Recently I’ve exchanged emails with a faraway friend who had a dream – a big one.  She readied herself; prepped and did diligence to see it to reality.  She steeled herself against potential rejection and devised plans of action and at the moment of – the I-put-all-on-bets-on-this-horse wrist-clencher of a moment – she got what she wanted.

You were expecting bad news, weren’t you?

So she celebrated and grew anxious for new adventures to come, but, on account of many of lifes obstacles, she had to hold off.  It was a tough decision (grueling, really) but it was a decision that needed to be made.

Why am I re-hashing sad stories, you ask?  Well, I’m not.  The upside to this is that our heroine has opportunity to chase her dream again, just after sometime.  While it’s never ideal to put your dreams in forebearance, it’s also not an open-and-shut case.  They are there for the pursuing, lest you not forget about them.

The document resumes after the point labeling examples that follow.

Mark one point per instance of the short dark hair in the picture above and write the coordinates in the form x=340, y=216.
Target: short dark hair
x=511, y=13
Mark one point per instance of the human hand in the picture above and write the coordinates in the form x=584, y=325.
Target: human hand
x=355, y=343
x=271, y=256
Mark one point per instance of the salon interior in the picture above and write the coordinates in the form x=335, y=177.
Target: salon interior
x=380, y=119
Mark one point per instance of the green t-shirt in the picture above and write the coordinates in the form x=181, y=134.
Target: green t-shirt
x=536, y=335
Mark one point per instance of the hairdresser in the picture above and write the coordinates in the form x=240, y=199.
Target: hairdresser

This got me to thinking of dreams I’ve long deferred.  Namely THE dream I’ve let slide, on account of many things: fear, other budding dreams, convenience, terror.  Because I’d sooner explain the day away in prose, here’s a good summation:

What happens to a dream deferred?

Does it dry up
like a raisin in the sun?
Or fester like a sore–
And then run?
Does it stink like rotten meat?
Or crust and sugar over–
like a syrupy sweet?

Maybe it just sags
like a heavy load.

Or does it explode?

Heavy, yes, but Langston Hugh’s had it right.  There’s a difference between putting off a dream with reason, and hiding it away out of fear.  So I decided to dust off ye old dream and try to tackle it.

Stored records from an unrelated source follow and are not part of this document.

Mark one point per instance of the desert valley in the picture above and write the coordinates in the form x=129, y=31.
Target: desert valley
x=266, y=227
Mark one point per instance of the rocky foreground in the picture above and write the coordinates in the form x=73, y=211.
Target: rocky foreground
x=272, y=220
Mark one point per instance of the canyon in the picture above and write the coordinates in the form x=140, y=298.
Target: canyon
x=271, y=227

As such, I’m back to school. 

I’ve always harbored a desire to help people.  Really help.  I want to use my nervous sensitivities and ability to emphathise for reasons bigger than me, but for reasons that have always been hard for me to articulate, I never went to full mile.  When I decided what in the world to do with myself professionally after a period of statis in corporate America, I thought, I should look into counseling.  But, well, I was afraid.  What if I got too close?  What if my own neuroses came to the forefront?  What if I couldn’t handle the emotion and responsibility and ferver of the work?  What if I simply wasn’t adept to the task?  I weighed this heavily against Library Sciences (a field I did enter) and ultimately went with the latter.  While I’m belly-full of informatic know-how I feel a longing, a perpetual pull toward the discipline of the former.  I truly feel it’s my calling and I just let it dry out and run.

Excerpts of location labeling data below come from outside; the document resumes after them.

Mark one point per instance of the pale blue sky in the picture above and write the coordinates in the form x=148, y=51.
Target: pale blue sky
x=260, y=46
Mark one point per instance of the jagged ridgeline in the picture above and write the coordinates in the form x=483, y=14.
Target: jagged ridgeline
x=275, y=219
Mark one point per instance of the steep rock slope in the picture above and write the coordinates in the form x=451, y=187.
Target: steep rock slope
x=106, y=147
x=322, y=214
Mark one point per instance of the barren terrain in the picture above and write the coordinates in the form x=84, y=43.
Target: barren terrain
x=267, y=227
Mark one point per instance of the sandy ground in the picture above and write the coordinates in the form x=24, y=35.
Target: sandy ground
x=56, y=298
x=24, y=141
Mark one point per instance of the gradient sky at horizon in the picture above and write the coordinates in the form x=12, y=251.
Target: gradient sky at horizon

Why?  Well, the why is important but perhaps I should focus on the how.

There’s a musician I love that has a line in a song that reads/sings, “If you really love something then get up and be it.”  This could be interpreted so many ways, but I love relationships.  I love human interaction and shared understanding and feelings.  I love to talk about feelings.  I’d transform my terse office into a feel-goodery if I could and the idea of exhausting years of my life studying the philosophy behind and the current practice and methods of a pursuit I so strongly support sounds amazing.  AMAZING!  Furthermore, I work in academia.  Academia loves company and will pay, part-time, for me to attend school.  WHAT HAVE I GOT TO LOSE?

Well, we are often our own worst enemies, but this time around, I thought to do as desired and met with faculty at U Mass, studied up on their program offerings, and am registered and attending a summer course in Introduction to Family Therapy.

Swoon.

So it starts.  I filled out a professional development plan with my employer, paid for my summer course and have been dutifully attending.  I have sharpened pencils, homework assignments and a newfound lease on dreams – one of which perhaps, one day, I’ll fully own.